We see deep learning powered by neural networks is around us every day (i.e., facial recognition and language translation). And the potential to the practice of law is staggering.
Gordon Calhoun, Partner and Chair of the Electronic Discovery, Information Management & Compliance Practice at Lewis, Brisbois, Bisgaard & Smith LLP, summed up the transformational power of this approach:
“Deep learning neural nets have the potential to take us beyond text data, allow us to better understand the evidentiary value of the cocoon of data that surrounds us and use the IoT as a virtual witness in the courtroom. I expect these advances will transform many other areas of the practice of law, as well.”
But the inter-webs told me deep learning only works on massive data volumes?
Historically, due to the limitations of both computational power and data set size, deep learning powered by neural networks was limited to petabytes of data. As a result, providers without purpose-built cloud platforms claim that data sets in ediscovery are too small to use deep learning and that it is all hype.
The reality is that their systems were not built to execute deep learning — and creating an approximation will always yield inferior results.
By contrast, DISCO, as a native cloud technology, has the advantage of massive GPU (graphical processing units) compute-on-demand to power the latest machine learning technologies and algorithms (such as Google’s Word2Vec and a series of convolutional neural networks) to deliver higher levels of classification accuracy, faster than ever previously seen in the legal space.

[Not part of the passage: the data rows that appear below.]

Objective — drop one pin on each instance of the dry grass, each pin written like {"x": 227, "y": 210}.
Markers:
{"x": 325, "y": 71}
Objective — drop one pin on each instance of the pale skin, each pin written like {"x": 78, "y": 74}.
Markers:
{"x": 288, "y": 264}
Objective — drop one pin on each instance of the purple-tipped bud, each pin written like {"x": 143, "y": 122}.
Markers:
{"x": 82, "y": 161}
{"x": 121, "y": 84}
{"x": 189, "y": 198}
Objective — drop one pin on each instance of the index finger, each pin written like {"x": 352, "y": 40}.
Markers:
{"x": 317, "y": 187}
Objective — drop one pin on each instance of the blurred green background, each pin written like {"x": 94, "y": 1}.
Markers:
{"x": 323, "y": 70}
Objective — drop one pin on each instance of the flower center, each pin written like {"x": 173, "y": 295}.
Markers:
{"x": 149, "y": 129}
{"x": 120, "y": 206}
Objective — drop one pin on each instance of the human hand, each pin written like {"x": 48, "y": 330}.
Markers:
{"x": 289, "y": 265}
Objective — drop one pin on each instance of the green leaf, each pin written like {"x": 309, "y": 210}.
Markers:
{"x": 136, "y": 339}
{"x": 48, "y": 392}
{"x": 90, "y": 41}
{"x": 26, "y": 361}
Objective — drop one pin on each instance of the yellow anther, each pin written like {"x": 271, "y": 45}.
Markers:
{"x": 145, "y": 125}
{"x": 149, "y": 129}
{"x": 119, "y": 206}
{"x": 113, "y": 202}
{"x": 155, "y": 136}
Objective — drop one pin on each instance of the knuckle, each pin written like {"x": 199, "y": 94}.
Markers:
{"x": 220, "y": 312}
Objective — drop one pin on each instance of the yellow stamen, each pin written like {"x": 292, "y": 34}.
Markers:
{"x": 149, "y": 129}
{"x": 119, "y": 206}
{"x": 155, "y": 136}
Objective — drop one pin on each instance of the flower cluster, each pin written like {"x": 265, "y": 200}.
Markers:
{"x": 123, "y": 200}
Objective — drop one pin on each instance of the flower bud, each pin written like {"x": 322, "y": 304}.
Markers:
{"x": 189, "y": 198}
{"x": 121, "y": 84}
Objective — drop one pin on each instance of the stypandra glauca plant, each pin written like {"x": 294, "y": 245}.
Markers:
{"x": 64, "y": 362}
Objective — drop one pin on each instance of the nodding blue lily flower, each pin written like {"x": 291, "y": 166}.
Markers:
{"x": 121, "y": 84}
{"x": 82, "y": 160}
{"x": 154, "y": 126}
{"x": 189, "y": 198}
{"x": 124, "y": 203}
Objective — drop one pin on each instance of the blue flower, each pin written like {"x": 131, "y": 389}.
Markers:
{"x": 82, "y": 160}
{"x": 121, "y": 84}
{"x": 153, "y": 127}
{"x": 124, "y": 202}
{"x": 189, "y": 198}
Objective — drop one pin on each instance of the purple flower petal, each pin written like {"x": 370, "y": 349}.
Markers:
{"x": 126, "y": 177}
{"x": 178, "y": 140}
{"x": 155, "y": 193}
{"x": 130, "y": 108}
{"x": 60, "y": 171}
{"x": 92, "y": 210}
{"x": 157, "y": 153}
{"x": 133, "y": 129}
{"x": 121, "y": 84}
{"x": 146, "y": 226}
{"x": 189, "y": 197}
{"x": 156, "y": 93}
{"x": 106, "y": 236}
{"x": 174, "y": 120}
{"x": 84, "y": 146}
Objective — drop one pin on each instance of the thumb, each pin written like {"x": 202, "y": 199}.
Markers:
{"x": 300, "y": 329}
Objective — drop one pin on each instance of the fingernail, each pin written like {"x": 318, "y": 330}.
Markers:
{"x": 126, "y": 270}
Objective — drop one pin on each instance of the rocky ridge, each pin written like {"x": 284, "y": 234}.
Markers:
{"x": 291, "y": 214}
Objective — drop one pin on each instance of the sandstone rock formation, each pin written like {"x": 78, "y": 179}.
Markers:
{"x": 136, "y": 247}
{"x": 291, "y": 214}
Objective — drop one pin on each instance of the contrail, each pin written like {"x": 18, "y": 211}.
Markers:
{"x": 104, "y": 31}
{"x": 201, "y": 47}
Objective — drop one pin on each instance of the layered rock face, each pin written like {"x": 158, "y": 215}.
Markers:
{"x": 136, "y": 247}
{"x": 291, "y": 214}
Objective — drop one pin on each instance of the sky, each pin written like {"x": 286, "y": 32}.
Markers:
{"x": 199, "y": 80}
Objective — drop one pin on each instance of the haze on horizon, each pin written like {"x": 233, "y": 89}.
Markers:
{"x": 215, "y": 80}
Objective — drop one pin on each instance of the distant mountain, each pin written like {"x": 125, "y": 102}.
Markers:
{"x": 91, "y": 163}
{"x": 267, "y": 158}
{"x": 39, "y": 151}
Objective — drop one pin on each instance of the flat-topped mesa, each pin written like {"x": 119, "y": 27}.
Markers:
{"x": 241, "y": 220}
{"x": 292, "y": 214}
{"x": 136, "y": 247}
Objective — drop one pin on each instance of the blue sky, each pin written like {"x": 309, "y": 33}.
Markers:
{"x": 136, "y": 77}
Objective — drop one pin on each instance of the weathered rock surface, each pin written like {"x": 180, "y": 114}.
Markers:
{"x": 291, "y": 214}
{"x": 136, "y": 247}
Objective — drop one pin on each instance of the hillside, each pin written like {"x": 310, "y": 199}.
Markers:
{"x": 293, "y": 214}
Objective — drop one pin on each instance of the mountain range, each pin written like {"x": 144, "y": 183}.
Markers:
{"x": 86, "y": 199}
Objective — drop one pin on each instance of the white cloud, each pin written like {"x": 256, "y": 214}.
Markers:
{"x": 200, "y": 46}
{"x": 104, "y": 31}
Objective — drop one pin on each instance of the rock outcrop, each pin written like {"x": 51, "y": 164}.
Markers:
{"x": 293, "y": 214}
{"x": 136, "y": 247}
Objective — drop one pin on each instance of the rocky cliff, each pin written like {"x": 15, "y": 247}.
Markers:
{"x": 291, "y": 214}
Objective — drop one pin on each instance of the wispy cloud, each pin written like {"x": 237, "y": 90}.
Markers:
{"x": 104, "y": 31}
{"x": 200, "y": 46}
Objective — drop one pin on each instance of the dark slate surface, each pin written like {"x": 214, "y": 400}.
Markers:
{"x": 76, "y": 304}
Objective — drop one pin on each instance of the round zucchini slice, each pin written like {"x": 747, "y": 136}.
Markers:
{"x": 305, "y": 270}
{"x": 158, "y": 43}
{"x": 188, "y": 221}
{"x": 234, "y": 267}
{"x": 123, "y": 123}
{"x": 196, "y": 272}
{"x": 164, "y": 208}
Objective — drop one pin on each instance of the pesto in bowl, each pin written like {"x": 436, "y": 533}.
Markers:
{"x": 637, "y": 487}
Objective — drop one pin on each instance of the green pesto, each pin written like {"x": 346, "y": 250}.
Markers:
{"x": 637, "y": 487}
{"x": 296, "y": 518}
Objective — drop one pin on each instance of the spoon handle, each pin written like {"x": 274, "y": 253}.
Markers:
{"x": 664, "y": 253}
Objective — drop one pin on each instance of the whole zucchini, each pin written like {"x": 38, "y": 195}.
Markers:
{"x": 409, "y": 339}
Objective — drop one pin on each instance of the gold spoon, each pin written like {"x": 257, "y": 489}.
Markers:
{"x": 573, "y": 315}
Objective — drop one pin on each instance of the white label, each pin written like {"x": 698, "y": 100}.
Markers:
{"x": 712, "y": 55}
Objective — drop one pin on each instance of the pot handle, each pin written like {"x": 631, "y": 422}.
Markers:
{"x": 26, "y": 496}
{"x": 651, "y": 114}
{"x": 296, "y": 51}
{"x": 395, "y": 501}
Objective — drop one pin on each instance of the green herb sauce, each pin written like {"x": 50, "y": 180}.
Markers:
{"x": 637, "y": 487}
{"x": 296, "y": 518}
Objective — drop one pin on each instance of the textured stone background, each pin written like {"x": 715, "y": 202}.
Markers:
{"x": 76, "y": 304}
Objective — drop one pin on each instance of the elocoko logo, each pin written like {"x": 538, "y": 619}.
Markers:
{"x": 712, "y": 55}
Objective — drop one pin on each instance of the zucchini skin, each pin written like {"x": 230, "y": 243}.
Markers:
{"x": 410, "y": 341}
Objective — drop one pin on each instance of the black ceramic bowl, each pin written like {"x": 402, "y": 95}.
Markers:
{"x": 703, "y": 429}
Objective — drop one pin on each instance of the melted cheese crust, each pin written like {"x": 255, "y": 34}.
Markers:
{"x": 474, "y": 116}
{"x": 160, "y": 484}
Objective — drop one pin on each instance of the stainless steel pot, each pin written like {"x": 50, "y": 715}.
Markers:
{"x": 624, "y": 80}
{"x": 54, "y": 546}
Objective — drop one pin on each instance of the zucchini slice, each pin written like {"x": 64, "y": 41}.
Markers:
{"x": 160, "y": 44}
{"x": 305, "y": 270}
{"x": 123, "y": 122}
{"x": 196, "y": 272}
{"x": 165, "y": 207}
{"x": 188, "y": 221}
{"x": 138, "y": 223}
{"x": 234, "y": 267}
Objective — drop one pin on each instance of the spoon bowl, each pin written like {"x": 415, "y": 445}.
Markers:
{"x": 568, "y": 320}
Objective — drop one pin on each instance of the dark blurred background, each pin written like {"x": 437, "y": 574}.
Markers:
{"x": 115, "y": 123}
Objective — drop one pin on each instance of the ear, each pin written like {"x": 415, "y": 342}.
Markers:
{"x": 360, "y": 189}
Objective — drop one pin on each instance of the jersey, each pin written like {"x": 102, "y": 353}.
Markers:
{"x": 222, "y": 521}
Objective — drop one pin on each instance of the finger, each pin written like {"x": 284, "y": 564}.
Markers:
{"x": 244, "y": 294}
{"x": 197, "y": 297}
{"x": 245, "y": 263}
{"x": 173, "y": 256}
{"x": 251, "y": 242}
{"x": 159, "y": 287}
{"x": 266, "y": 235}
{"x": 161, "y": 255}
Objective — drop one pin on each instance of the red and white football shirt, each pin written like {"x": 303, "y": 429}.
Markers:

As a result, the platform’s ability to correctly predict the likelihood that a tag should or should not be applied to a document is consistently in the 85% to 95% range, even with as few as 50 examples and datasets as small as 2,000 documents. This means that although traditional TAR has consistently floundered with smaller datasets, even the smallest case can see benefits in cost savings and speed to insight when powered by DISCO.
So what does this all mean for ediscovery and the practice of law?
As a former (and not terribly good) gamer, it makes me think of a recurring line in the game Portal, “The cake is a lie” — only in this case the AI is a lie. Not in terms of the application or the effect it will have on the practice of law and most aspects of life. Rather, the lie is that it has been applied as broadly as marketing gurus would have you believe. The truth is that TAR, CAR, and all of the many “AI” tools dependent upon human guidance and algorithms are a far cry from actual artificial intelligence, deep learning or otherwise.
By contrast, DISCO sits at the bleeding edge of the ediscovery universe in that it has a purpose-built cloud platform and infrastructure designed to go beyond what sentient beings can do, drawing insights and connections beyond human perception. With the rapidly increasing volume, variety, and velocity of data, the practice of law needs companies like DISCO that are innovating and planning not just for how to improve today but how to continually evolve as our risks, obligations, and obstacles evolve.
So when people ask me why DISCO, I answer, how could I choose anyone other than DISCO? We are at the precipice of monumental change and I fully intend to stay not only relevant, but to shepherd in the next chapter of discovery and the practice of law.